Since COVID-19 took hold as a global pandemic, we have seen a lot of focus in the United States on improving our healthcare supply chain, by eliminating barriers to coordination among the many parties needed to source, build, transport and sell pharmaceuticals and equipment that medical professionals need.

There’s no simple fix available here. Supplier relationships must be renegotiated or replaced, and existing facilities repurposed or built over from scratch, at great cost. Money and expertise may not be readily available to coordinate the changes needed.

In the software industry, we tend to think of constraints in project management terms: with productivity or features delivered, as governed by a budget function of time and resources, minus failures. Feed plans and component ‘designs and materials’ in one end of the software factory, and depending on how many skilled developers and testers are working together over time, excellent software ‘products’ roll out the other end.

Valuable innovation has never been achieved by treating the development shop like such a factory. This is why Agile methodologies were born, and the DevOps movement later took hold, to enable greater collaboration and buy-in, higher levels of customer-centricity and quality, and an automation mindset that accelerates delivery.

The software supply chain — coordinating a complex web of the right people, systems and data, all contributing at the right time to deliver software for customers — is now experiencing its own Black Swan moment in these unprecedented times.

Freeing teams for remote work, and forever abandoning live scrums and late-night Ops war-rooms won’t get us there by itself either. This useful trend was already in the works anyway, as many of the most successful startups of the last decade have relied on virtual teams of global talent to outpace geo-centric competitors.

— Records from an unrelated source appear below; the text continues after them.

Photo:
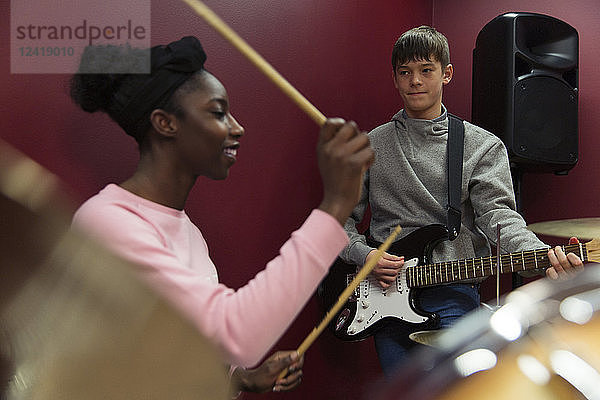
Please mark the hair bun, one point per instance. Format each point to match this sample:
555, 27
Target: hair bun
101, 71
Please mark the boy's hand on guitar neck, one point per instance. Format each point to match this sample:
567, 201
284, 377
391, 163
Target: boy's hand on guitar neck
386, 270
564, 266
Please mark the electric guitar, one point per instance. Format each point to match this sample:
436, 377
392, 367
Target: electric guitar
370, 304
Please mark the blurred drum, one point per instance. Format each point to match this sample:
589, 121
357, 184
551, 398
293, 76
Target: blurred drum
543, 343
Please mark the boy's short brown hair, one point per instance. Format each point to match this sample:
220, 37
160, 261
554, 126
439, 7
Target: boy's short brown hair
422, 43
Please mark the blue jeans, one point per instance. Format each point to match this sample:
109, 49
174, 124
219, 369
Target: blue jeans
449, 302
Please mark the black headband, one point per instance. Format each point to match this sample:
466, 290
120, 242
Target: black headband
171, 65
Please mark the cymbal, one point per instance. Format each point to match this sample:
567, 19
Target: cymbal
75, 321
582, 228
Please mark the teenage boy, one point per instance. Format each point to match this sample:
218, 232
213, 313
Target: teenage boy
407, 186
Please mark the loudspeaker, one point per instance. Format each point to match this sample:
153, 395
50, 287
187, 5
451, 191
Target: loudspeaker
525, 89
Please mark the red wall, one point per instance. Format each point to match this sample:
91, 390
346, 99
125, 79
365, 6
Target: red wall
337, 54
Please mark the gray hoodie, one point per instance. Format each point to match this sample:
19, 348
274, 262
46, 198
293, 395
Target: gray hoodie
407, 186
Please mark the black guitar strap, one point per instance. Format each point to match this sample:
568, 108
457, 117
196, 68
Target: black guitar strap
455, 146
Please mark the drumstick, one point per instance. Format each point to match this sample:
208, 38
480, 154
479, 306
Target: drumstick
360, 276
217, 23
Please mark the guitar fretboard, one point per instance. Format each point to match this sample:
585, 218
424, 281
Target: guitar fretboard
452, 271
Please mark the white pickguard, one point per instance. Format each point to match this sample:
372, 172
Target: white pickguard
374, 303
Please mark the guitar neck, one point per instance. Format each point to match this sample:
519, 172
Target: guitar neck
454, 271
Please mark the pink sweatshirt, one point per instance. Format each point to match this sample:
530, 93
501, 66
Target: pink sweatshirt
173, 257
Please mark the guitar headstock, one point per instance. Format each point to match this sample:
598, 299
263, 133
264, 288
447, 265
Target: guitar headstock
593, 250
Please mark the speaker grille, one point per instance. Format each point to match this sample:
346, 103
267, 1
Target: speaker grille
545, 123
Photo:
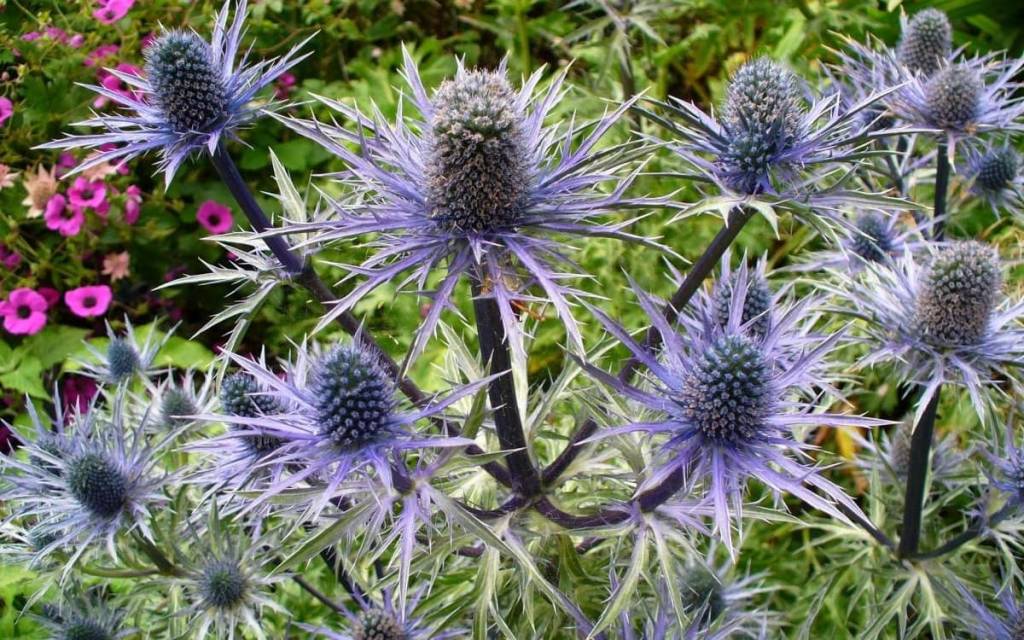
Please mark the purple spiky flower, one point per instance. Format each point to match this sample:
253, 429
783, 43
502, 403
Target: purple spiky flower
477, 185
85, 485
333, 414
194, 95
728, 399
942, 318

It also doesn’t matter that instead of real boxes and containers, we’re moving ones and zeroes around in virtualized containers, with applications and services running on ever-more ephemeral cloud infrastructures. 

The software supply chain may still have ineffable constraints in common with supply chains of other industries, besides time and resources.

1. Liquidity. This is the #1 issue for any other supply chain — how efficiently does money flow through the system? Whole suites of financing, factoring and settlement solutions try to solve this in the conventional supply chain world, where margins are thin and the time value of money is critical.

In today’s SaaS and cloud-based IT world, customers buying on a monthly (MRR) basis may ask for leniency during a crisis, when funding for innovative new ventures is scarce. Partners will also be asked to step up and ease the burden. Budgets aren’t idealistic exercises for accountants to deal with anymore, as IT executives will become more conscious of cash flow than ever.

2. Collaborative forecasting. Supply-and-demand forecasting is never an internal exercise — it requires analysis, requests and promises among all parties before orders are issued and goods assembled and delivered. 

Any IT business unit would do well to evaluate its own ability to not only forecast customer demand, but understand the readiness of all of its services partners, component software vendors and infrastructure providers to successfully deliver on customer promises.

3. Inventory and WIP. Most ‘real’ companies maintain inventory buffers of both parts and finished goods, as well as a certain amount of work-in-process (WIP) in order to deal with volatile supply and demand, which represents an ongoing cost of business.

While the DevOps movement has it right that technical debt is a primary bottleneck to progress, there’s still a lot of code and software that has productive value and can’t possibly be replaced, especially if it is maintained by other parties. To top it off, the modernization work itself is inventory in the pipeline.

4. Quality and compliance. Meeting standards and delivering products that work as promised to meet SLAs and internal SLOs that avoid customer churn, penalties and risk is universal to all industries.

5. Life cycle service. In the automotive industry, it’s assumed that 60% or more of the total cost paid by customers for a vehicle will be spent on fuel, maintenance and parts, and not the initial purchase – so the necessity of capturing customer support and service revenue is more important than ever for software, even if some of that work is conducted by valued partners.

The Intellyx Take
These constraints seem like old hat to an old supply chain hack. Not that supply chain software vendors avoid hoarding inventory better than the rest of the software world — most wouldn’t retire a product even if it has one remaining install in a china factory in Timbuktu.

In all industries, the profitability of upgrading an existing customer is three to five times higher than that of capturing a new one. This is why some vendors take a pause on new deals or projects in favor of eliminating constraints in their software supply chains to deliver for existing customers.